When I have extra cake I wrap it tightly in plastic wrap, pop it in the freezer for later use. Never know, you may have "extra" frosting left over in the near future. I also like to make cake balls out of the extra cake. I throw away A LOT of cake, and HATE doing it, so if I can find anything else to do with it I will.

Annabakescakes Posted 5 Jan 2012 , 8:58pm

I think wasc is horrible. It is wet and sour and weird. IMHO.

I don't have the perfect cake either. I love being able to throw a box plus a little extra together, but I would love to say "made from scratch"... The thing is, I have people who think box cakes are the anti-Christ buying cakes from me every month. I never said they were scratch, it never came up. But then when it did, I didn't want to embarrass them. And I feel bad, but I didn't tell them scratch, ever!! Now I feel it is an elephant on the room every time they get a cake. I would love good recipes that are as predictable as a mix!

jgifford Posted 5 Jan 2012 , 9:39pm
Quote:
Originally Posted by Annabakescakes

I think wasc is horrible. It is wet and sour and weird. IMHO.

I don't have the perfect cake either. I love being able to throw a box plus a little extra together, but I would love to say "made from scratch"... The thing is, I have people who think box cakes are the anti-Christ buying cakes from me every month. I never said they were scratch, it never came up. But then when it did, I didn't want to embarrass them. And I feel bad, but I didn't tell them scratch, ever!! Now I feel it is an elephant on the room every time they get a cake. I would love good recipes that are as predictable as a mix!

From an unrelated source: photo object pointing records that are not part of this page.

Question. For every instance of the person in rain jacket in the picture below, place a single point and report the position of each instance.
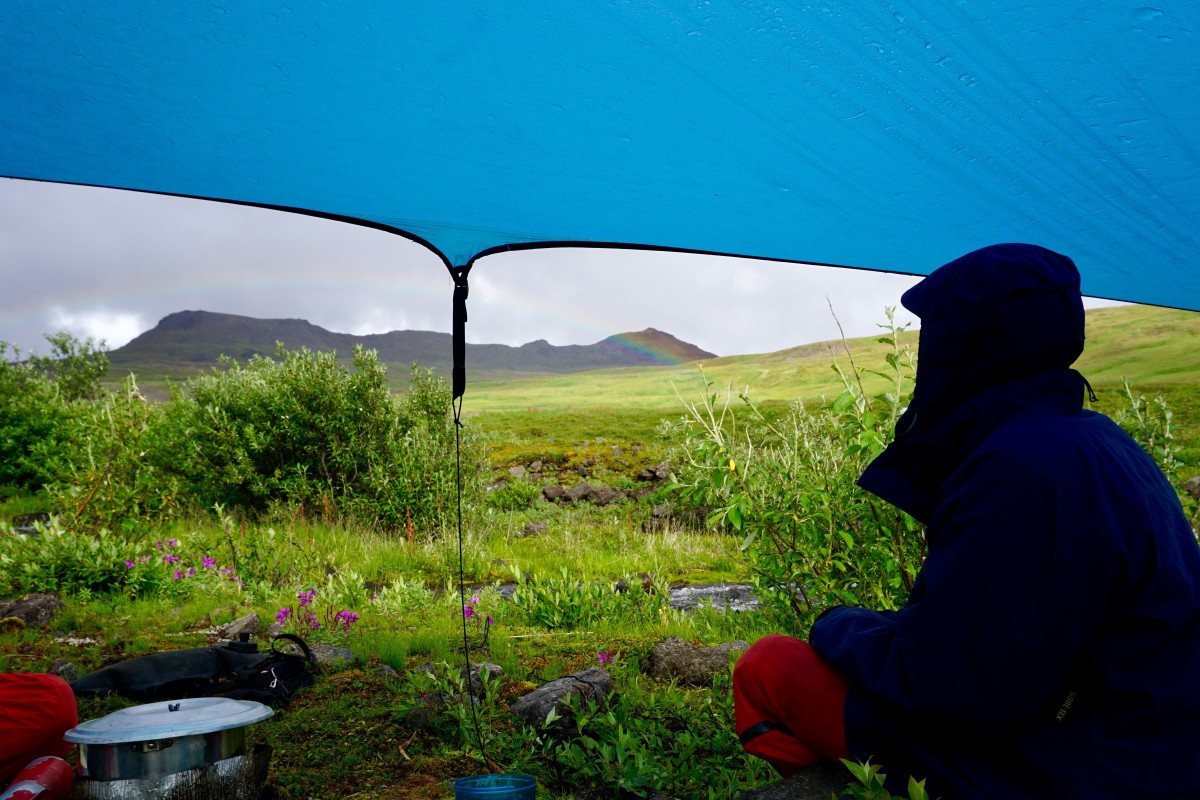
(1050, 647)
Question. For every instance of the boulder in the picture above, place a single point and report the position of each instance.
(579, 493)
(329, 656)
(64, 669)
(658, 473)
(247, 624)
(534, 529)
(685, 663)
(34, 611)
(606, 494)
(592, 685)
(477, 669)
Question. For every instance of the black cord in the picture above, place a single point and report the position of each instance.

I was afraid I would be tarred and feathered if I said this, but I couldn't agree more. WASC produces a very dry cake without the addition of oil/butter. I don't care for the taste at all. Even though I usually start with a mix (yes, I know - - it's an indication that I haven't reached that sophisticated "level of skill" yet), I have several recipes that produce wonderful, consistently delicious cakes - - I'll see if I can get them posted in the next few days. I've never had a problem with getting consistent results from scratch recipes. Hmmm, must be doing something wrong. icon_confused.gif

Annabakescakes Posted 6 Jan 2012 , 3:40am
Quote:
Originally Posted by jgifford

Quote:
Originally Posted by Annabakescakes

I think wasc is horrible. It is wet and sour and weird. IMHO.

I don't have the perfect cake either. I love being able to throw a box plus a little extra together, but I would love to say "made from scratch"... The thing is, I have people who think box cakes are the anti-Christ buying cakes from me every month. I never said they were scratch, it never came up. But then when it did, I didn't want to embarrass them. And I feel bad, but I didn't tell them scratch, ever!! Now I feel it is an elephant on the room every time they get a cake. I would love good recipes that are as predictable as a mix!

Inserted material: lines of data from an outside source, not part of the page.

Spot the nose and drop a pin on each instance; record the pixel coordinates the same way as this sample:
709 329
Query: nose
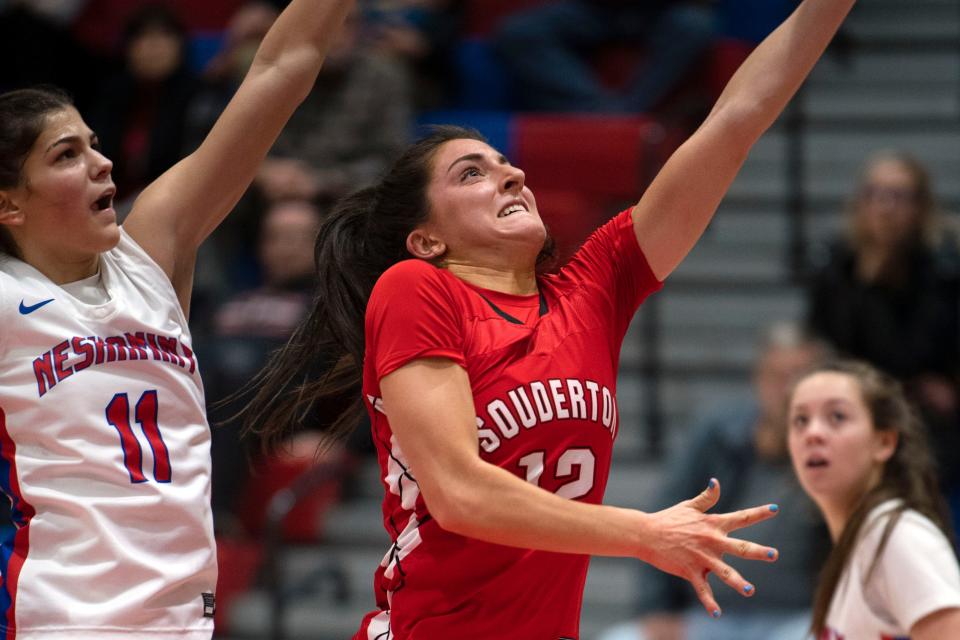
814 433
513 179
101 165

I was afraid I would be tarred and feathered if I said this, but I couldn't agree more. WASC produces a very dry cake without the addition of oil/butter. I don't care for the taste at all. Even though I usually start with a mix (yes, I know - - it's an indication that I haven't reached that sophisticated "level of skill" yet), I have several recipes that produce wonderful, consistently delicious cakes - - I'll see if I can get them posted in the next few days. I've never had a problem with getting consistent results from scratch recipes. Hmmm, must be doing something wrong. icon_confused.gif




I know of a few others on here, who aren't quite as controversial as I am, who hate it as well! Some great, predictable recipes would be excellent. But are they easy? Lol!

I actually am afraid to shop for the mixes, my husband buys them for me. And they are not that cheap, considering how much bulk flour and sugar cost.

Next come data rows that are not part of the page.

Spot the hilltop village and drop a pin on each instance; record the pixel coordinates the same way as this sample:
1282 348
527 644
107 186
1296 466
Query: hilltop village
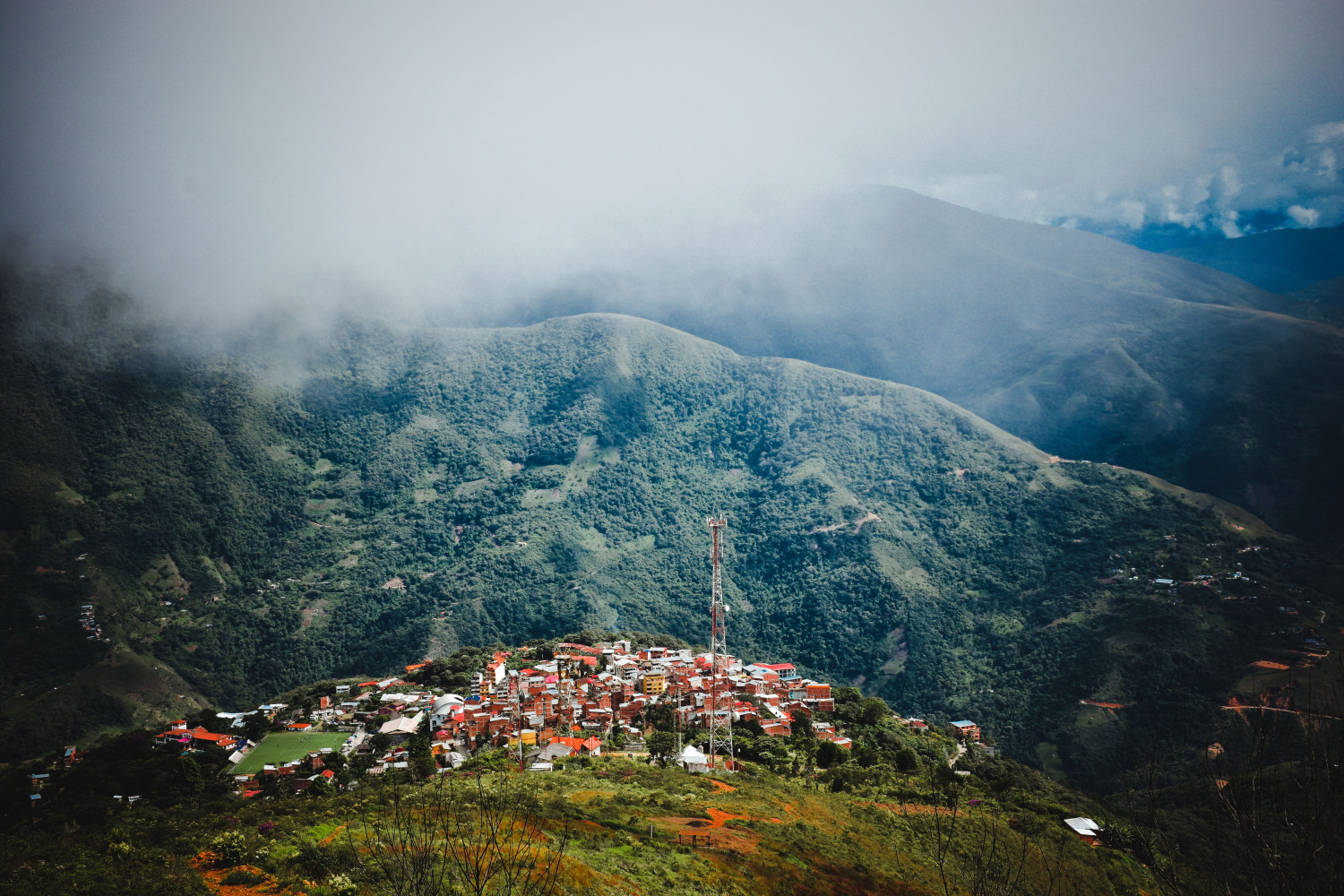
540 705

usmdesigner Posted 6 Jan 2012 , 3:43am

Oh man this thing was horrible, LOL

It was the perfect STRUCTURE cake though. I could have tossed it in the air and flipped it a couple of times around my back.

Open to more advice or that recipe of your jgifford... haha. My wife is not liking me practicing over and over and throwing cakes in the trash.

going to have to spread this out.

MacsMom Posted 6 Jan 2012 , 4:14am

I just add melted white almond bark (or chocolate chips) if I need a more dense cake without being dry. 6 to 8 oz.